Henry had been another one of the foster kids in the group home. I used to make excuses for him in the beginning attributing his behaviour to be a result of another traumatised kid without parents or with parents who didn't want them. But Henry was 18, and had been for months, so I wasn't going to let myself feel bad for him anymore, not when he made it his prerogative to make everyone's life hell however he could. Even before he turned 18, he chose to be a little shit.

"Heard you got yourself a pretty new family," Henry said ignoring, for now, the fact that I'd pushed him. "Do they know they let a fag into their house?" His friends, other kids that had once been from the home, that had unfortunately followed in his footsteps, snickered behind him.

"Yeah, they do actually. Even that couldn't stop them from accepting me, unlike you who can't seem to find parents anywhere. Even your own ones didn't want you!"

Maybe I was being harsh, but I felt no guilt at what I'd said to him. Why would I feel guilty when he had never once spared me the same feeling? After a year of getting physically and mentally abused by him for months after he joined us in the group home last year, I'd decided I had enough of his torment. There was a time when he pissed in my bed while I was still sleeping and then woke up everyone in the nearby rooms to tell them I'd wet myself, and another time he'd spat in my food when it was his turn to bring everyone their dinner to the table. There were countless other occasions on which he's made not just my life but others' too a living hell in that place

"You little shit," he said seething with rage as he fisted my hoodie and pushed me back against the gate. "I doubt your new family will want you when I send you back to them black and blue."

Soon I felt a punch flying my way and my face slammed into the gate at the force of his fist on my cheek. It stung like hell, and I was starting to regret talking back to him. I was never going to regret trying to defend myself, but I should have been smart about this. It was dark and I was on a slightly unfamiliar road as I didn't have much reason to go this way to anywhere in the past. It was also a Sunday night, so it was quiet. There weren't going to be many people out on this suburban road so there would be no one to help me take on the three bullies that I was now going to have to fight on my own.

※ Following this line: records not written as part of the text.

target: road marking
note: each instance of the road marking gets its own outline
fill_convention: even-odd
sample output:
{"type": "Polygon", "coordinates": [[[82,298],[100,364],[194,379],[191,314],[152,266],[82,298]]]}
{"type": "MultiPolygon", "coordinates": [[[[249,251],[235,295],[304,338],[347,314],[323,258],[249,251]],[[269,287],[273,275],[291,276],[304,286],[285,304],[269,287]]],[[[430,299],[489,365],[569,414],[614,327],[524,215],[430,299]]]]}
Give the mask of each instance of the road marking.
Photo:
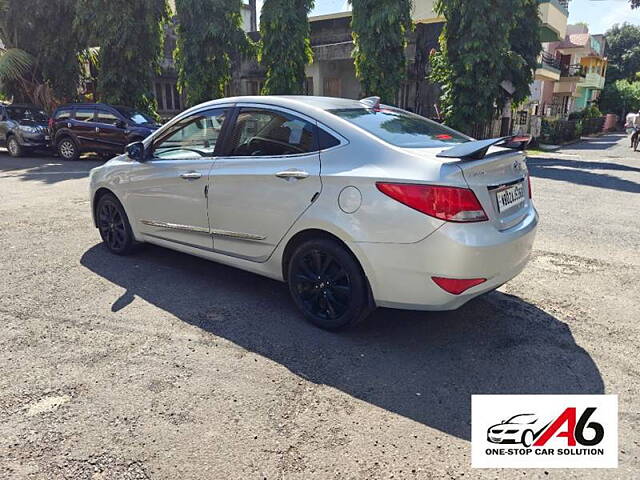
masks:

Still, I wasn't going to just sit back and take their punches. I wasn't going to let them win. I'd decided that the first day I'd stood up for myself against Henry. It was on the date that marked my parents' death and he's had the audacity to tell me that if they'd known how I'd have turned out (gay) then they never would have loved me. It was so worth the one month grounding to see Henry have to walk around the group home with a swollen black eye that I'd given him.

Before Henry could throw another punch in my direction, I pushed him again and threw a punch back before he or his friends could react. If they were going to beat the shit out of me, I was determined to get a hit or two in there myself.

"You fucker," Henry shouted. "Grab him," he instructed his friends and I soon had both my arms held behind my back to restrict me.

I tried kicking my way out of their hold, but Henry punched hard in the stomach which had me keeling over. Then he did it again and his friends let go off my hands but all I could do was collapse onto the floor. I thought, I hoped, they would just leave, but instead they all took turns kicking me wherever their feet could connect with my body.

"Talk back to me again and I'll kill you," Henry threatened when they'd stopped their assault on my body.

I was clutching my ribs and on the verge of tears from the pain, but I wasn't going to give them any satisfaction in what they'd done. So, I laughed at them.